Da die über 150 Jahre alte Partei droht, in der Linkskurve bei überhöhter Geschwindigkeit ins Schlingern zu geraten und die alte Parteielite und deren Anhänger unterwegs zu verlieren, traten die Links-Reformer gleich selbst vorsorglich auf die Bremse. Sie gingen entscheidende Kompromisse ein und nahmen dafür heftige Kritik in der Öffentlichkeit in Kauf.

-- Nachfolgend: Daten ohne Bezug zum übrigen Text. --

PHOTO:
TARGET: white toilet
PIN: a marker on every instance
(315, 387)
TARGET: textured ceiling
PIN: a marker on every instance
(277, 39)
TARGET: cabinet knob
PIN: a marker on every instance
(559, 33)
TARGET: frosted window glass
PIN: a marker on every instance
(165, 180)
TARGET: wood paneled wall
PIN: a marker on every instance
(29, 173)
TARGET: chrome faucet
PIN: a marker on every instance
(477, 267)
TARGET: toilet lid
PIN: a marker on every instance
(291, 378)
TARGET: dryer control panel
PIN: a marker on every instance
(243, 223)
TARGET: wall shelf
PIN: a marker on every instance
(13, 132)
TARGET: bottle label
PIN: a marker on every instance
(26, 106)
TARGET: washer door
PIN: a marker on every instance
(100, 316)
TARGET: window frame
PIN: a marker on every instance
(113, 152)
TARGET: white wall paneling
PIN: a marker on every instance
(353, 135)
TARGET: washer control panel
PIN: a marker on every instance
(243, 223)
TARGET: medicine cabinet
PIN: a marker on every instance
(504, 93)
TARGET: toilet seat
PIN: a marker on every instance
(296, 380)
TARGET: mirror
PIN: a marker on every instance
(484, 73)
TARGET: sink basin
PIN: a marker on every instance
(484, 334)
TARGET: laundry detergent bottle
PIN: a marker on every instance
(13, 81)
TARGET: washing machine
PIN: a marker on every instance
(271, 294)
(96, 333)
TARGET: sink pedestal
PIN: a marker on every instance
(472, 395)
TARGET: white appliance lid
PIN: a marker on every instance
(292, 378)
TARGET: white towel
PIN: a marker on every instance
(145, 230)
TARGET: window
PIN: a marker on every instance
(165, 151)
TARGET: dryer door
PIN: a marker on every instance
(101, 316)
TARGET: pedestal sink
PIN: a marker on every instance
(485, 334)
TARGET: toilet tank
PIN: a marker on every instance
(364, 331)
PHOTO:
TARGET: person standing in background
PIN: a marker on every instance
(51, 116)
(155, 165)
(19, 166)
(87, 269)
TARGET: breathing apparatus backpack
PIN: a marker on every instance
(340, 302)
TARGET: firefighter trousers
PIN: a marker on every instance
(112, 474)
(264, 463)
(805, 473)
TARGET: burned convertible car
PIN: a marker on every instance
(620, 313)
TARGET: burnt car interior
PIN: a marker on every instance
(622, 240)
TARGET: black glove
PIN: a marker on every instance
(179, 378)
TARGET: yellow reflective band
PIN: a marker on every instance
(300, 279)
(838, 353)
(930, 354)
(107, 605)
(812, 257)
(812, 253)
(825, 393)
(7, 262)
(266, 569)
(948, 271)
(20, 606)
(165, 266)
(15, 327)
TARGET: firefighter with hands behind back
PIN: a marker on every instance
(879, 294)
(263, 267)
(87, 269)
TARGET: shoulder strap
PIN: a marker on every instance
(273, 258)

Nach aufgeregten öffentlichen sowie innerparteilichen Spekulationen, Esken und Nowabo wollten die ungeliebte „GroKo“, die große Koalition mit der CDU und CSU, sofort verlassen, glätteten beide die Wogen. Sie seien zwar über die Zukunft dieser Zusammenarbeit sehr skeptisch, würden dennoch versuchen, ihre neuen Inhalte in der Koalition durchzusetzen, betonten sie und unterstrichen zugleich, die Koalition werde enden, wenn Merkels Konservative nicht entgegenkämen.
Noch funkt es „Njet“ aus dem konservativen Lager. Ändert sich das trotzige Nein, hätte die SPD gute Chancen sich bis zu den regulären Wahlen in zwei Jahren in der Regierung zu profilieren und sich insgesamt etwas zu regenerieren. Zerbricht die „GroKo“, stehen vorgezogene Wahlen an. Ob die SPD, die sich zur Zeit in den Umfragen zwischen zehn und 15 Prozent bewegt, sich dafür schnell genug runderneuern kann, bleibt fraglich. Ganz aussichtslos ist es aber nicht. Die neue Linie spricht Menschen im Land an. Vor allem bei jungen Wählenden und enttäuschten Nichtwählenden hätte die SPD mit der neuen Linie wieder bessere Karten.
Auch wenn die gebeutelte SPD nicht schnell aus dem Umfragetief herauskommt: Sie hat heute bessere Chancen, mittelfristig wieder Wahlerfolge einzufahren als noch vor zwei Wochen. Der letzte Parteitag leitete einen Generationenwechsel ein. Mit Kevin Kühnert, dem charismatischen Chef der Jungsozialisten, zog ein politisches Talent mit linker Gesinnung in den Parteivorstand ein. Kühnert, vom Magazin Der Spiegel zum einflussreichsten Jungpolitiker seit Jahren gekürt, trieb er mit intelligenter Rhetorik die bis dato Ton angebende Parteielite vor sich her. Es sei seine öffentliche Wahlempfehlung gewesen, die Esken und Nowabo zum Spitzenduo werden ließ, heißt es.
Das linke Überholmanöver ruft nun Gegner auf den Plan. Die hatten bislang genüsslich zugeschaut, wie sich die Genossen mit Intrigen selbst demontierten. Trotzdem sind sie links abgebogen. Nun müssen sie auf holperiger Strecke den Kurs halten.